Practitioner action: Run custom tool handlers with least-privilege service accounts. Audit permissions.json in CI. Pen-test nested subagent flows with adversarial repo fixtures.
D8

Vendor Resilience

Partial

Self-contained TypeScript types and Composer 2.5 routing reduce integration fragility, but cloud and local SDK runs remain dependent on Cursor platform availability and licensing.

Published .d.ts files no longer reference unpublished workspace packages, fixing TS2305 and TS2307 failures under skipLibCheck: false, which matters for enterprises that type-check SDK consumers strictly. Automatic Composer 2 to 2.5 routing keeps retired model slugs working but changes model behaviour without an explicit client upgrade, so golden sets should be re-run after platform-side migrations. LocalAgentStore abstraction improves portability of run metadata, yet the agent runtime itself is still Cursor-specific. Teams needing multi-vendor resilience should keep orchestration logic behind an abstraction tested against at least one non-Cursor harness quarterly.

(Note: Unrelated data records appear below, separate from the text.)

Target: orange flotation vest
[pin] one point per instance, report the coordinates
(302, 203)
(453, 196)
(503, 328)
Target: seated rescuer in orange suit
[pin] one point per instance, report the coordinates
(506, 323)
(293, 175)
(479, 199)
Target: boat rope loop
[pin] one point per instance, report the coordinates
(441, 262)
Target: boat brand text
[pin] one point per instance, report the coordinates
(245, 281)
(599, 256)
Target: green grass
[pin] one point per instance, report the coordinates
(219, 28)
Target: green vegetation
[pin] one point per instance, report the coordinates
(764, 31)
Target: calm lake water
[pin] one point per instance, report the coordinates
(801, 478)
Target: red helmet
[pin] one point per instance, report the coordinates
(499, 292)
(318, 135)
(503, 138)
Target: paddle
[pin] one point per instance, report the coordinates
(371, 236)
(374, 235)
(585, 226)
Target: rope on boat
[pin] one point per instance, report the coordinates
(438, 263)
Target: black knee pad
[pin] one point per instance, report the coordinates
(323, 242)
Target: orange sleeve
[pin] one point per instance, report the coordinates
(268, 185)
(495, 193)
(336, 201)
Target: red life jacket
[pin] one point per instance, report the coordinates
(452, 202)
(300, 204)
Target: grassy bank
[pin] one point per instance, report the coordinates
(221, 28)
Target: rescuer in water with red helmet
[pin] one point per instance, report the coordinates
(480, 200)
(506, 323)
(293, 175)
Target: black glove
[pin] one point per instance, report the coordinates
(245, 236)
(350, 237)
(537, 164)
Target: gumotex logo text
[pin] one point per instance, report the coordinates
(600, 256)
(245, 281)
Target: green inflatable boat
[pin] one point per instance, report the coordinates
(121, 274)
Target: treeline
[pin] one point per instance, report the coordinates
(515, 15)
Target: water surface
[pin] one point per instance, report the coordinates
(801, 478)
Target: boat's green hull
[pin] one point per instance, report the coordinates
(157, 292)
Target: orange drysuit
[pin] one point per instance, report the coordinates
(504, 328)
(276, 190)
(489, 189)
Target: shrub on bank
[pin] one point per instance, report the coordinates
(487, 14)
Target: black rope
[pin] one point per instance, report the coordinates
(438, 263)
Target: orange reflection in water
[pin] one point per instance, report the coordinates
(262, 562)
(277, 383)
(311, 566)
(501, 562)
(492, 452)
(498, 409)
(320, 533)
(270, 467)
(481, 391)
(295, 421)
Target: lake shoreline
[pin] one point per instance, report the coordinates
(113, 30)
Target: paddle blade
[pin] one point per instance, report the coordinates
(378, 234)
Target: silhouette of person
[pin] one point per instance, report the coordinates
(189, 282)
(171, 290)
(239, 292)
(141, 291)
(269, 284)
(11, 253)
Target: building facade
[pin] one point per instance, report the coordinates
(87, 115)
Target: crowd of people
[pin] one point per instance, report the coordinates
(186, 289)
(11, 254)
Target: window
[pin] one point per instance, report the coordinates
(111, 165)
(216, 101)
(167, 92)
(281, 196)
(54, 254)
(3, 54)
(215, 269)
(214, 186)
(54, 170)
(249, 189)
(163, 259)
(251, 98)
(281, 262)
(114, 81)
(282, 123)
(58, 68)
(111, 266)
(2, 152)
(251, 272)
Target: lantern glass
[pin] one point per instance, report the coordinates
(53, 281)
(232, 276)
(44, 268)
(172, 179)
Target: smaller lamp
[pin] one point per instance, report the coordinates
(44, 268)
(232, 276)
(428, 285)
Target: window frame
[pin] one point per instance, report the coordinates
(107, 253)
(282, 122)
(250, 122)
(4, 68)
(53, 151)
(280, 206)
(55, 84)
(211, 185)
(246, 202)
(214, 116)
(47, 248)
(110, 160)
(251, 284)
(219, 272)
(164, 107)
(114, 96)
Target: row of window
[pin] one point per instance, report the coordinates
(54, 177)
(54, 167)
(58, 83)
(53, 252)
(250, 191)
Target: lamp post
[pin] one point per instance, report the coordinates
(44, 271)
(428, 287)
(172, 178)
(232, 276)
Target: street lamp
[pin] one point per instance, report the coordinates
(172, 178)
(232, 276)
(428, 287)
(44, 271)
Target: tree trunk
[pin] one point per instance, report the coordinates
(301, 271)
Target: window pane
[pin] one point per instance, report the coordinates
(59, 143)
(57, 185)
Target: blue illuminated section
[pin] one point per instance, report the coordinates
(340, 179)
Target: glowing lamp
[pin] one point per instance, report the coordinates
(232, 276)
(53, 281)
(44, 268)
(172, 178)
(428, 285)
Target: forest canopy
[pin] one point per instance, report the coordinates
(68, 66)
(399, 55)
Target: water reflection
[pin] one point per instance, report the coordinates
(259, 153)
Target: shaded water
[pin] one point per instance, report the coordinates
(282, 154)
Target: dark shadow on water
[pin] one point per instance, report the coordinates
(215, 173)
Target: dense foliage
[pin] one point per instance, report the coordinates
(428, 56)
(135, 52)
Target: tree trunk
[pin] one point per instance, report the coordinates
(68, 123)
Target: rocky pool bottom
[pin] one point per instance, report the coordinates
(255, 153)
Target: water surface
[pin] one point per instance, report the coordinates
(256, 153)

Practitioner action: Pin and test model slugs explicitly instead of relying on silent routing. Document fallback when Cursor cloud agents are unavailable. Export JSONL run history before vendor migrations.

Certification and stack context

Teams promoting SDK 3.7 scripts to production cron should align requestId logging and auto-review policies with CLOE (Certified LLM Operations Engineer) expectations. Nested subagents and custom tools benefit from CAIS (Certified AI Safety Specialist) training on tool blast radius. For first programmatic agent deployments, AIDA (AI Deployment Associate) covers checklists the SDK does not enforce automatically. Review ambient agent production safety when wiring SDK agents to Gmail, Slack, or GitHub MCP servers.

Sources

Scores are structured assessments against PSF v1.1, not empirical PAI Lab multi-run results. Revisit when Cursor publishes formal SDK semver deprecation policy or exports OpenTelemetry spans from local agents.